Now if the PRC state stole people's money to save its banks, how come the same people in their 100s of millions still have ample cash lying around to consume on a scale that puts the G7 to shame?
Reread what I wrote in an earlier thread. I can't explain it better by any kind of rewriting. The ability to make its people eat losses is just one of the reasons and probably the least paramount. The key is the ability to print money without inflation which basically comes down to the market's confidence in holding a particular currency.
It's funny how people talk about bad debt without understanding what it really means. Debt is simply credit that needs to be repaid. Credit is often never repaid and it leads to great and tremendous things. For example, the Marshall Plan which rebuilt Europe and the massive loans to Japan that made it into the world's second economy for decades were debt that the US simply forgave. It is the same the US did for itself in the post War era with the GI Bill and massive infrastructure building that criss-crossed the nation with highways. That, my friend, is free credit and they created wealth for both the happy recipients and the US (at least until the Japanese destroyed the US car industry.)

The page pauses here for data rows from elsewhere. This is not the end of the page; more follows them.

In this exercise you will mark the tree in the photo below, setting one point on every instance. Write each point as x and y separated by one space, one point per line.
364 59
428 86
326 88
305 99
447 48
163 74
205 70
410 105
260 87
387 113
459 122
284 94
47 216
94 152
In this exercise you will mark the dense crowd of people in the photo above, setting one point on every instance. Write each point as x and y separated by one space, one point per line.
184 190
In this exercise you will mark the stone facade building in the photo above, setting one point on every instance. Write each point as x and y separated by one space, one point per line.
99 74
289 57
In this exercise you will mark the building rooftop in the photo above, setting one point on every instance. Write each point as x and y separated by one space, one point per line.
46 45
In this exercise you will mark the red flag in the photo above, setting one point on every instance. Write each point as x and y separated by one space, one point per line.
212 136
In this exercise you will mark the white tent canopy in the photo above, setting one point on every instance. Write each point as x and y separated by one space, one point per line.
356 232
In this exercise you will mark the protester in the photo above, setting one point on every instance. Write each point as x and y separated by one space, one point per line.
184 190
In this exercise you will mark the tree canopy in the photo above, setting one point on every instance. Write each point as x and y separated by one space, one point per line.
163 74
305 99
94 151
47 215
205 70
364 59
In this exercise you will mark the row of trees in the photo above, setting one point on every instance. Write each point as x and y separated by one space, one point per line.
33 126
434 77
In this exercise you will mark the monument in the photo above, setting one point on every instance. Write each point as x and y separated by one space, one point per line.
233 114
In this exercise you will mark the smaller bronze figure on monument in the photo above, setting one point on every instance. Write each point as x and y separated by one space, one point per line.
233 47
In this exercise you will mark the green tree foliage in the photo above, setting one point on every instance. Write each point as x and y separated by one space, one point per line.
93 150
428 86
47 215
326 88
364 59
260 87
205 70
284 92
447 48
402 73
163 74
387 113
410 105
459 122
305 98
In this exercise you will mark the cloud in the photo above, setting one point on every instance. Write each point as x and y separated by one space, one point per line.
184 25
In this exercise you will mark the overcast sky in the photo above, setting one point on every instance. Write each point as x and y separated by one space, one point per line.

Debt to foreign entities is credit that usually needs to be repaid. Greece needs to pay Germany. California doesn't really need to prepay Washington. GM doesn't really need to repay Washington either. Obviously if a government gives out loans that can't be repaid and then prints more money to make up for it, it can lead to inflation. That's how Zimbabwe ends up with a hundred billion dollar bill that can buy maybe an apple.
The chinis are on the opposite end of that spectrum. Not only can its currency build highways and high speed rail with abandon but it is considered undervalued. Given the chance, the US, Japan and Europe would want it raised by upwards of 40%.
So the debt issue is meaningless to the PRC. It owes money to itself and it can print money without really much inflation. It has massive leeway in the value of it currency. And I have not even mention the three trillion in foreign currency yet that would cover what little external debt it has about several thousands times over.
To top it all off, the chini government can make its people eat losses. Debt is only a problem if you are forced to repay it. Or on a humanitarian level, you feel the need to repay it. Panda owes money to itself. It can print what it wants. And it if feels like it (say, to tamper down any spark of inflation), it can simply not pay and make its population eat the losses.